Генриху О. – звонить три раза.
Д-ру И.А. Остроумову – звонить четыре раза.
Я протянула руку и позвонила. Два раза. После чего подергала ручку двери. Дверь была заперта. Дребезжание звонка внутри дома было слышно даже на крыльце, но никто не спешил мне открывать. Я позвонила еще раз – два выразительных коротких звонка, как предписывала инструкция в медной рамочке. И снова тишина в ответ. Я уже хотела уходить, как вдруг дверь распахнулась, и передо мной предстала женщина. Обыкновенная женщина, а не черт знает кто, как я себе уже было вообразила. Средних лет, полная. С высокой прической.
– Я вас слушаю, – произнесла она любезно, стоя в дверях.
– Я в «Астарту», – принялась я объяснять. – Меня пригласили… Только я забыла приглашение дома…
В этот самый миг рука моя нащупала почтовую открытку в кармане пальто. Я удивилась, так как была уверена, что открытка осталась лежать на тумбочке в прихожей, и протянула открытку женщине. Она взяла, внимательно прочитала и сказала:
– Наташа Устинова… Конечно, заходите, пожалуйста, Наташа. Направо, прошу вас.
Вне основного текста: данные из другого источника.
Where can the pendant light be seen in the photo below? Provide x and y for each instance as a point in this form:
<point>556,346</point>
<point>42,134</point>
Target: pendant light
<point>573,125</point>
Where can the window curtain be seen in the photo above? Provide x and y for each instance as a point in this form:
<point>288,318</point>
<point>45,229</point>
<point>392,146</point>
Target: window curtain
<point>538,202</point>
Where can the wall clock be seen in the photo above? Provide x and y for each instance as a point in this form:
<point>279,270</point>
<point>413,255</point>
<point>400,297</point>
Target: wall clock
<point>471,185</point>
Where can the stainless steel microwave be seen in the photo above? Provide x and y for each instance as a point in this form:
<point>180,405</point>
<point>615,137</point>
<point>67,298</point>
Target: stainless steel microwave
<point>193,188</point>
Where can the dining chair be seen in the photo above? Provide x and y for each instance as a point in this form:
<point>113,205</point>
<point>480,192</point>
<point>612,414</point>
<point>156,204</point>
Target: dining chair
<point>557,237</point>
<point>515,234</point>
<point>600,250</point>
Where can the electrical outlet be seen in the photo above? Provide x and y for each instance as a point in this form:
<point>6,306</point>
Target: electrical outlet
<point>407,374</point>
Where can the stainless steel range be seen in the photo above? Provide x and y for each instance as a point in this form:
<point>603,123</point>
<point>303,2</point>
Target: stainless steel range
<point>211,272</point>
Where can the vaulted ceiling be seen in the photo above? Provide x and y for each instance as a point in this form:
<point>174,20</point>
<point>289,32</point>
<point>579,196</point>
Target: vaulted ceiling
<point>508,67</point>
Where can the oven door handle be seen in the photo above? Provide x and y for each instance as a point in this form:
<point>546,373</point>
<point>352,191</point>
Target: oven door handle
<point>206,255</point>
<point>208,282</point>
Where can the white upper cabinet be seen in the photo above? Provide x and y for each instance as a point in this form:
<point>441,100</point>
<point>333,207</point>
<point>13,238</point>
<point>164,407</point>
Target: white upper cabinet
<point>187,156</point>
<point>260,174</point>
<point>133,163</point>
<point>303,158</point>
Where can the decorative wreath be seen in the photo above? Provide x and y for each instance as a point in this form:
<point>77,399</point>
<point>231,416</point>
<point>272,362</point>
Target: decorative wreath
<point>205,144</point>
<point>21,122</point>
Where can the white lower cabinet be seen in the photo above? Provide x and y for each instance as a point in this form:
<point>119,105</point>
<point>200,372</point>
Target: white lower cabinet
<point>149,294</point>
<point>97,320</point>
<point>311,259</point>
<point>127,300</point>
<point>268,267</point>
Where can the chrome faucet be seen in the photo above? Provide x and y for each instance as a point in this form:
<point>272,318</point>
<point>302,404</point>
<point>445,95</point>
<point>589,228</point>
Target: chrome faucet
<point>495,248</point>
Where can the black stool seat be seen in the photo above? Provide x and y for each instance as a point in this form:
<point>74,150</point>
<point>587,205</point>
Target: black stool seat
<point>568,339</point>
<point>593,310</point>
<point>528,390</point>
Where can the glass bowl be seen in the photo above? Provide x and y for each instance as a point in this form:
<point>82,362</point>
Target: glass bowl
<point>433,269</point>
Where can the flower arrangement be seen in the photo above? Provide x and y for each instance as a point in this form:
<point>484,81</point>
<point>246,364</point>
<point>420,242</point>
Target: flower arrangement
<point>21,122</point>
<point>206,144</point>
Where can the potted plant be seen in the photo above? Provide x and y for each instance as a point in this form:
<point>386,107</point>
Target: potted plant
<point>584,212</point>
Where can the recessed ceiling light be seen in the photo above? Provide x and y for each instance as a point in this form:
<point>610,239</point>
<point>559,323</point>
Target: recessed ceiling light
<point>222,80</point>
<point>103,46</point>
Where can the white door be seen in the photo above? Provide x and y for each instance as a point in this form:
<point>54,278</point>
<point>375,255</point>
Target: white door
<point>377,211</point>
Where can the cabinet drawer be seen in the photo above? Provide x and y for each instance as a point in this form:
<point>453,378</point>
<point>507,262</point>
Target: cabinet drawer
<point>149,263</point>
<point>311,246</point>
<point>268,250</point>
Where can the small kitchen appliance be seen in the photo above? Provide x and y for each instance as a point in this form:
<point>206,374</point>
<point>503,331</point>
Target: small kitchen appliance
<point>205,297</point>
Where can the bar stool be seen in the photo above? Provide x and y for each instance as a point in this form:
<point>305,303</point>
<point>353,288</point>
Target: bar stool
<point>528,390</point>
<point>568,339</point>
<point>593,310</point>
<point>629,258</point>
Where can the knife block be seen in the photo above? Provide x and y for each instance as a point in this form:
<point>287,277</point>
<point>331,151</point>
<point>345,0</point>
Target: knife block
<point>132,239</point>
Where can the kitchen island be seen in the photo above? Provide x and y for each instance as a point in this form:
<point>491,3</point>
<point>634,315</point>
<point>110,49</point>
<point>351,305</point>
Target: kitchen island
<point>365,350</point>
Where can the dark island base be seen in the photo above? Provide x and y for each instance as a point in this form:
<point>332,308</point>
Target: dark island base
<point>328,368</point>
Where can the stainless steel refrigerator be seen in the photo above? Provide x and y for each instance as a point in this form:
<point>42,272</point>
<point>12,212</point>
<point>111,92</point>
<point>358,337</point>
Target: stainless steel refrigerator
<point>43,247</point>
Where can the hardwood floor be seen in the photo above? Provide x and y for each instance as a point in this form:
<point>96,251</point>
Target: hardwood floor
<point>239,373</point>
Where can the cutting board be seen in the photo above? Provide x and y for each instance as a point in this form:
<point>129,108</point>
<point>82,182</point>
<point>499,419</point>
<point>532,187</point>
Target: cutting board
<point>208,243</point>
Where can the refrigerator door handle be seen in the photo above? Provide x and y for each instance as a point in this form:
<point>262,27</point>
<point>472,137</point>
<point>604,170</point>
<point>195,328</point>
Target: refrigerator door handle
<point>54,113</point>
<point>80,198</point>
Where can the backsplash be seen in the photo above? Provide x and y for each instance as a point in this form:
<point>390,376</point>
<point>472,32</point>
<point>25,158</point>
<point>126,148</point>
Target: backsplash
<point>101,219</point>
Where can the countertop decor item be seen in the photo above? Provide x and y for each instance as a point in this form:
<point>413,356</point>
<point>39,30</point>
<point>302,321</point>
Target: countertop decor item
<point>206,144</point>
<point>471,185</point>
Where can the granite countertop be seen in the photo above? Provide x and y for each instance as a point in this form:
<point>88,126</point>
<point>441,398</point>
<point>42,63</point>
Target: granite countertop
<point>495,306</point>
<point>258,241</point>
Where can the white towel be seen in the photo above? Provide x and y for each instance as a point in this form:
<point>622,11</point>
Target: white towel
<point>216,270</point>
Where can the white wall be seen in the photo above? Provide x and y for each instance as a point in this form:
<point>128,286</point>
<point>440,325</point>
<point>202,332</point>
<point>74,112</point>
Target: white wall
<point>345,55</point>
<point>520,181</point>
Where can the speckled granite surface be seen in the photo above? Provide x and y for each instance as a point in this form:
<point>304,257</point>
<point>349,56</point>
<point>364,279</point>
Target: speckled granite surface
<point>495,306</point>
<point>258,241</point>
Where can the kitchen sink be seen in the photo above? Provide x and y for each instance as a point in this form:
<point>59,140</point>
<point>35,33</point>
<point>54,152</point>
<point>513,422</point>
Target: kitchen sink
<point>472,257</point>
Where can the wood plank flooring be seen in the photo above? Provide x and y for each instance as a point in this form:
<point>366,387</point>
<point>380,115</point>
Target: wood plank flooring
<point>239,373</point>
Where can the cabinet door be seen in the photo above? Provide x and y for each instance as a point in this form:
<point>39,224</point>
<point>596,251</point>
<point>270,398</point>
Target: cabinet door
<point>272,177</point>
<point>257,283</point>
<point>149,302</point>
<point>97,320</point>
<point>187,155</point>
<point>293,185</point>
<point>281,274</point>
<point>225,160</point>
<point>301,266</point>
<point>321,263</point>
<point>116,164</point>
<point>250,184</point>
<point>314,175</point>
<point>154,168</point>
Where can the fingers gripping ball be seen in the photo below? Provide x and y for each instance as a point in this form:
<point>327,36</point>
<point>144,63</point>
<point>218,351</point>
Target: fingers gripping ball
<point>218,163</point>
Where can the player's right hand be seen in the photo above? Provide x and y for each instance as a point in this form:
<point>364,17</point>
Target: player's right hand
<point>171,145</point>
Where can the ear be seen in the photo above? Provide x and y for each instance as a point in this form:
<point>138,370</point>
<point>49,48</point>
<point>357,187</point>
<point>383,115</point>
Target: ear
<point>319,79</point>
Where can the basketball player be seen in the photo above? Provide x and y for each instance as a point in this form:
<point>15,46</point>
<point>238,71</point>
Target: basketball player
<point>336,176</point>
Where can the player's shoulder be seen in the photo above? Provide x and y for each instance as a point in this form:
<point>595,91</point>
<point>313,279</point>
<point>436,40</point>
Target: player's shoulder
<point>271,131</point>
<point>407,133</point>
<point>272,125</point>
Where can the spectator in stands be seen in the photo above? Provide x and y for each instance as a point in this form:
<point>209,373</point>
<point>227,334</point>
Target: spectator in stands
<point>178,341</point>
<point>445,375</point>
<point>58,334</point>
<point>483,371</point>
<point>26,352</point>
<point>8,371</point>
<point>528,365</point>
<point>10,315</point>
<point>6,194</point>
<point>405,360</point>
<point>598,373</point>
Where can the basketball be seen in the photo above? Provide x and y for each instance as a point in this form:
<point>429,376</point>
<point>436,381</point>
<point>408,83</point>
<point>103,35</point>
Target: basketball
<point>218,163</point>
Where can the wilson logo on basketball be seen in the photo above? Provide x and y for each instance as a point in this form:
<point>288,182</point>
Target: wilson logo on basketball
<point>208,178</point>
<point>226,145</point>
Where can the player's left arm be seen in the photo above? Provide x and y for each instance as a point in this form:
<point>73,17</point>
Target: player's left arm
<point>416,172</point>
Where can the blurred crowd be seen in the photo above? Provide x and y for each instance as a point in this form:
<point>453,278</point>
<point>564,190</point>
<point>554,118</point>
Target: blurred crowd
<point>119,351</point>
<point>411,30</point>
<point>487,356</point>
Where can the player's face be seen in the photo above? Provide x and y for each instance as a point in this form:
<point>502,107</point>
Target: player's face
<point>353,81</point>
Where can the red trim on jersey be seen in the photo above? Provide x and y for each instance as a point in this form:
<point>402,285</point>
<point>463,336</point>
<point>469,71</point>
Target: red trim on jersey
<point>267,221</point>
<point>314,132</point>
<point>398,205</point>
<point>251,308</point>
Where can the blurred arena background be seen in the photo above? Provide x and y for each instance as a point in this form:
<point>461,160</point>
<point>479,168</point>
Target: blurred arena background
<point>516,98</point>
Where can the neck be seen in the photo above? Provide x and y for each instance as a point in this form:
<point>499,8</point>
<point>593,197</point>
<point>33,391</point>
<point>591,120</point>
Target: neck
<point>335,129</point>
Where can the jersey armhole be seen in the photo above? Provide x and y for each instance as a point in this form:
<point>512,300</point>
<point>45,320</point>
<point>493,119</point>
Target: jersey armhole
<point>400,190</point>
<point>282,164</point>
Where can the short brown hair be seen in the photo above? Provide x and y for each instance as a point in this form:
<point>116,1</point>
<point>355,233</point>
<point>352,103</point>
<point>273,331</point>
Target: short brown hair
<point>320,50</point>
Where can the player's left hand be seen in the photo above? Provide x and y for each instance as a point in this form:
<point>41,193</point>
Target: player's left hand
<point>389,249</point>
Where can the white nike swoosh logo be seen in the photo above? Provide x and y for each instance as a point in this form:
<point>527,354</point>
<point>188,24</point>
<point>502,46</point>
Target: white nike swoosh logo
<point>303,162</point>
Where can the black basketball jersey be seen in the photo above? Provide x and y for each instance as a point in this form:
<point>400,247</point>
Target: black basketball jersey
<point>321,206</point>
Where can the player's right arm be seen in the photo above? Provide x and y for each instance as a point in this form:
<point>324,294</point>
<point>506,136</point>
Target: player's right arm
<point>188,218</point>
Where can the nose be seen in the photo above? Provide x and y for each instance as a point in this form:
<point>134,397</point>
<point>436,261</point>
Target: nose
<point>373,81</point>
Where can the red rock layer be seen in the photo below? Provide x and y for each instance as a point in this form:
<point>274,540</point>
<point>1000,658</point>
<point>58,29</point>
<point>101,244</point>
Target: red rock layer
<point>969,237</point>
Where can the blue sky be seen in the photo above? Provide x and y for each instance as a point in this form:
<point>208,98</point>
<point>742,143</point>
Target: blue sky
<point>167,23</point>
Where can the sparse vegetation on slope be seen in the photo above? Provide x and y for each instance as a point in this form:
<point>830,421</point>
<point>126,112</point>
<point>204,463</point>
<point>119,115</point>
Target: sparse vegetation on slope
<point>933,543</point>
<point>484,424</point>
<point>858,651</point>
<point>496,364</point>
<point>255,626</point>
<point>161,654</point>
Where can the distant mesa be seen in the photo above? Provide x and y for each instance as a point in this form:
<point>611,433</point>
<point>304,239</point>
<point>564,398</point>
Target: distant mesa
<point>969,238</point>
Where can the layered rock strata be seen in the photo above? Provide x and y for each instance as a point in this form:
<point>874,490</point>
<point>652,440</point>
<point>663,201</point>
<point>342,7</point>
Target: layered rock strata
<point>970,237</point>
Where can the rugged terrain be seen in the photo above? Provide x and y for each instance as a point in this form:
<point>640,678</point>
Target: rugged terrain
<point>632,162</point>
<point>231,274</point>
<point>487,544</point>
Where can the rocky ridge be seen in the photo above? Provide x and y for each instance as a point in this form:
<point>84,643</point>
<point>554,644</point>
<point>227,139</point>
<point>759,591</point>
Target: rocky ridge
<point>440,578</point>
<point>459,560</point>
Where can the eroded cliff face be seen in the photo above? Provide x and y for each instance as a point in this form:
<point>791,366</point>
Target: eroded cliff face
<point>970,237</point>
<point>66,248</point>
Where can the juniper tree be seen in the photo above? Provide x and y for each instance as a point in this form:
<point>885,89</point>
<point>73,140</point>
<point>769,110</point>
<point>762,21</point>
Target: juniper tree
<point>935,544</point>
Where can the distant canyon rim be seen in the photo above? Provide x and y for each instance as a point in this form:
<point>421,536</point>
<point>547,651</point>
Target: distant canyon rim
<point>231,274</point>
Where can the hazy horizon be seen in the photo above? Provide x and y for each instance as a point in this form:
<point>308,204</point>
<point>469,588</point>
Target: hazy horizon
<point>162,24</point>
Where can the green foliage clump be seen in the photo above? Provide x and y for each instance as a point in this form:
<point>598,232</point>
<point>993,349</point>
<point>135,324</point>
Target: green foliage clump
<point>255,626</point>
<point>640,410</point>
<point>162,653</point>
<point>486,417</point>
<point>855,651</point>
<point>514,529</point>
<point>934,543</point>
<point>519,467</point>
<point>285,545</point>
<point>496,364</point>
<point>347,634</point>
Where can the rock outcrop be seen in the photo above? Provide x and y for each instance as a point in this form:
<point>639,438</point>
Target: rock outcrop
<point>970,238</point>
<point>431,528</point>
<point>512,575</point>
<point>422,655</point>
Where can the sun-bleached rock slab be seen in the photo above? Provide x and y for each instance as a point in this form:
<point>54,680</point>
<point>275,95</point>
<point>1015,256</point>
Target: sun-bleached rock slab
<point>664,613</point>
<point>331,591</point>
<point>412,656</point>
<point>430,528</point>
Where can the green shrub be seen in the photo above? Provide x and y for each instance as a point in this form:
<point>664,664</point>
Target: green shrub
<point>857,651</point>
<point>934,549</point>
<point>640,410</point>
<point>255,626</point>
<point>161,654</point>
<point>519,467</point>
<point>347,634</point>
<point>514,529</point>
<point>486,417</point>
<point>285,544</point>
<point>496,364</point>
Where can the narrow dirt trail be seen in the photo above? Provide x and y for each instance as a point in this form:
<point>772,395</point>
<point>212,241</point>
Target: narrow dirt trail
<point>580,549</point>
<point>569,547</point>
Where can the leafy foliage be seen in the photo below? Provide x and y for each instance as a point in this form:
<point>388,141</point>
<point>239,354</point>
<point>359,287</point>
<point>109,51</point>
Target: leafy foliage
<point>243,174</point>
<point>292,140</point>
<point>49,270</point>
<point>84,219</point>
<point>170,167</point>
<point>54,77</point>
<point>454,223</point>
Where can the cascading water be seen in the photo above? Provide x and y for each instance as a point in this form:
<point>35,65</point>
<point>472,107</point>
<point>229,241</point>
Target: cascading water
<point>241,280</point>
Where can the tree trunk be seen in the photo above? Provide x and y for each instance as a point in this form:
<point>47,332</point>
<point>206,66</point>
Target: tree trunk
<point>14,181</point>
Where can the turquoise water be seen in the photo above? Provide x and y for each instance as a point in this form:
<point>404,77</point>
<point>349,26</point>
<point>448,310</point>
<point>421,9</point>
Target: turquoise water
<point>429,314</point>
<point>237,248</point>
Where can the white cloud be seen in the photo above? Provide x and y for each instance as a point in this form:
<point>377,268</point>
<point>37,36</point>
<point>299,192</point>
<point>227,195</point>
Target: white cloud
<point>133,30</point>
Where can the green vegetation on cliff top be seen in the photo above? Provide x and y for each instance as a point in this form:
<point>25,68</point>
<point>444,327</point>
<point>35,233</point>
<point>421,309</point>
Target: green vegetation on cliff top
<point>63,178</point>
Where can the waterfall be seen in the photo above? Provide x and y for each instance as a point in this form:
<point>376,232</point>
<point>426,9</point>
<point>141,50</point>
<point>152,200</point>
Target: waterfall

Это действительно был магазин игрушек. Или цех. Или склад. Только и всего. На длинных, из конца в конец, полках сидели, стояли и лежали десятки кукол в черных хламидах и остроугольных колпаках, пластмассовые черепа, скелеты, оранжевые тыквы с прорезанными отверстиями глаз и рта, чтобы видна была горящая внутри свечка. Разноцветные свечи, большие и маленькие, тонкие, пузатые и витые, помещались в ящике на столе у входа.